Supreme Court. Photo: Shome Basu

By Teesta Setalvad

On April 8, 2025, a division bench of Justices J.B. Pardiwala and R. Mahadevan unanimously held that the Tamil Nadu governor R.N. Ravi’s withholding of 10 state legislative bills was “illegal” and “erroneous”. In doing so, the bench clarified the powers of the governor under Article 200 of the constitution. The bench also used its discretionary powers under Article 142 to hold that the bills which were pending assent and reserved for the president were deemed to be assented.

Critically, to break the constitutional impasse that has bogged several states ruled by the opposition (Tamil Nadu, Punjab, Kerala, Karnataka), the bench also laid down timelines within which the governor and the president are to communicate their decisions on bills placed before them.

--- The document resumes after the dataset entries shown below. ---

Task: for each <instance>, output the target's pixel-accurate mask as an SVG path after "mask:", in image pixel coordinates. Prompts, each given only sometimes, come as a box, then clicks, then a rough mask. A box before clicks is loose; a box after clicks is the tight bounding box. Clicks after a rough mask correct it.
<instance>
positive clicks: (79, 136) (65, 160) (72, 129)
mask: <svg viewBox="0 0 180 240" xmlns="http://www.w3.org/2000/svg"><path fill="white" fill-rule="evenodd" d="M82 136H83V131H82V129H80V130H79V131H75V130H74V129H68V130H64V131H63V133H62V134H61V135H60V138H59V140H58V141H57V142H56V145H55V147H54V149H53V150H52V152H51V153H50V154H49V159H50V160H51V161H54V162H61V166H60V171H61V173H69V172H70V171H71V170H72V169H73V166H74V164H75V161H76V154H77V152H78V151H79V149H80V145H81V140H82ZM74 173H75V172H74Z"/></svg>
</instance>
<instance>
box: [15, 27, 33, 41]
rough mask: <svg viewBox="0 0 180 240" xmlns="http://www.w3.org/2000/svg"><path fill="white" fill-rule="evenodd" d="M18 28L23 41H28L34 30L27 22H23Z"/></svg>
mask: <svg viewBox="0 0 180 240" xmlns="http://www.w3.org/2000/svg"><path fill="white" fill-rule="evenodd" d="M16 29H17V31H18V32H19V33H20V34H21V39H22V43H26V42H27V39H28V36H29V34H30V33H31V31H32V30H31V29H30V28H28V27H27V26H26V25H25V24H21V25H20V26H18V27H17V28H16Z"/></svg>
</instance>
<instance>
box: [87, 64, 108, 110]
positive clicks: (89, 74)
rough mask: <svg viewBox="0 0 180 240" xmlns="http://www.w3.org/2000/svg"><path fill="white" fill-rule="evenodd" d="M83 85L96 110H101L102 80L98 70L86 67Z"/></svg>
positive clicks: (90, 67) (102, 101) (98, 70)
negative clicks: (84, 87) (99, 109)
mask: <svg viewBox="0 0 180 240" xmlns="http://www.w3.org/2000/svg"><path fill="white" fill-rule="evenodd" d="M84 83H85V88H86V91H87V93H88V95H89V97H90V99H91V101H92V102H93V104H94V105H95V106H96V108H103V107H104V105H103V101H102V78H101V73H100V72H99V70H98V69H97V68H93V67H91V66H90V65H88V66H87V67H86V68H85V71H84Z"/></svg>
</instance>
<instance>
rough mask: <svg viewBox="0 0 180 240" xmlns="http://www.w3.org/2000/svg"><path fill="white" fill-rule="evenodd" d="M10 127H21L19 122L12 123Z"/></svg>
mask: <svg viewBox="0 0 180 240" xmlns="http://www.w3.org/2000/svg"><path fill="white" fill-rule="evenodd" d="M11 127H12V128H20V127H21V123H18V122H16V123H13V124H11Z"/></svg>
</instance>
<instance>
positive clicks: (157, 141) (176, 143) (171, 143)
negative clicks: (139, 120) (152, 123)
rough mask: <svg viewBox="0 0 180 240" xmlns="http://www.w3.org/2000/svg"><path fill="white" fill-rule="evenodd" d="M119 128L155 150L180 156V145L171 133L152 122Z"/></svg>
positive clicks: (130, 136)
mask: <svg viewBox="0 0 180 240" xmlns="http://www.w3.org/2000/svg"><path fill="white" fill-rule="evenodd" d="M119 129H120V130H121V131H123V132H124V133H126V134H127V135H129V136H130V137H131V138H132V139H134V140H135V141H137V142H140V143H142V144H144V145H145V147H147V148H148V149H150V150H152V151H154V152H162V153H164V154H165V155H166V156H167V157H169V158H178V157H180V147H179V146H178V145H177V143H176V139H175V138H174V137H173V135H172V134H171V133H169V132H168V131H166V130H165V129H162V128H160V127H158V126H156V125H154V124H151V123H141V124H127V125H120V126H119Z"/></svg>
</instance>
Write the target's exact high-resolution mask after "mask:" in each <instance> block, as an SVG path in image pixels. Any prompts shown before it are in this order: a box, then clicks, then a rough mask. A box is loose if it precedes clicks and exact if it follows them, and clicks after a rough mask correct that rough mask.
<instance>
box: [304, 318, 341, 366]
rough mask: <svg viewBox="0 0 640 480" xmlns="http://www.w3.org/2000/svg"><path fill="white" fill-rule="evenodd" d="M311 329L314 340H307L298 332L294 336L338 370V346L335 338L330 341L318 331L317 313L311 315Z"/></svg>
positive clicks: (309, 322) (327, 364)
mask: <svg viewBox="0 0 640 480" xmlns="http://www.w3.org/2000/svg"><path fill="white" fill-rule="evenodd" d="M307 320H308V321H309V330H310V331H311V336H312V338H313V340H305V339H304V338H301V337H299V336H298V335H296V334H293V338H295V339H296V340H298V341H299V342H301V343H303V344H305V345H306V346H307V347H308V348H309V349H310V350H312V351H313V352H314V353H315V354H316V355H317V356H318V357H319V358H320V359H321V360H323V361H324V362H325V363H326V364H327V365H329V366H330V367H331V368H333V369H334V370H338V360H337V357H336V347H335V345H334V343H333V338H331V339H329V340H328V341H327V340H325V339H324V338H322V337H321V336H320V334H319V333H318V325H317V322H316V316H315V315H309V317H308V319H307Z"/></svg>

Additionally, it expanded the scope of judicial review for a governor’s actions, enabling state governments to approach courts and seek a writ of mandamus if these timelines were not followed. A writ of mandamus empowers a competent court to direct a government official to discharge an official duty.

Within eight days of this on April 16-17, the Supreme Court made its views on the contentious amended Waqf law of 2025, clear. A bench consisting of none less than Chief Justice of India (CJI) Sanjeev Khanna, and Justices Sanjay Khanna and K.V. Viswanathan posed a sharp question to the Solicitor General (SG) of India, “Are you willing to allow Muslims on Hindu endowment boards?”.

The bench refused to relent when the SG issued dire warnings of the consequences and fallouts of their actions. The court remained firm, gave the Union government some time to detail its claims of large scale Waqf land abuse, until the next hearing (scheduled for the week of May 5) but stayed operations of the most egregious sections of the new law.

Soon after, senior functionaries of the ruling party heaped direct and indirect abuse on the Indian higher judiciary. Were these the “consequences” that the SG was direly “warning” the SC of? 

Abuse came from one, a Bihar Member of Parliament (MP), Nishikant Dubey, and an open challenge came from another, the present Vice-President of India and Chairperson of the Rajya Sabha, Jagdeep Dhankhar. Both, using different metaphors, one that of a clever lawyer, the other of a hit-man, have essentially questioned the supremacy of the Supreme Court of India in interpreting law and its consequences for the people of India, the fundamental rights of every citizen. While the BJP through its president J.P. Nadda, ‘distanced itself from Dubey’s statement, there has only been silence on Dhankar’s rather brazen verbal assault, a silence that is speaking in itself.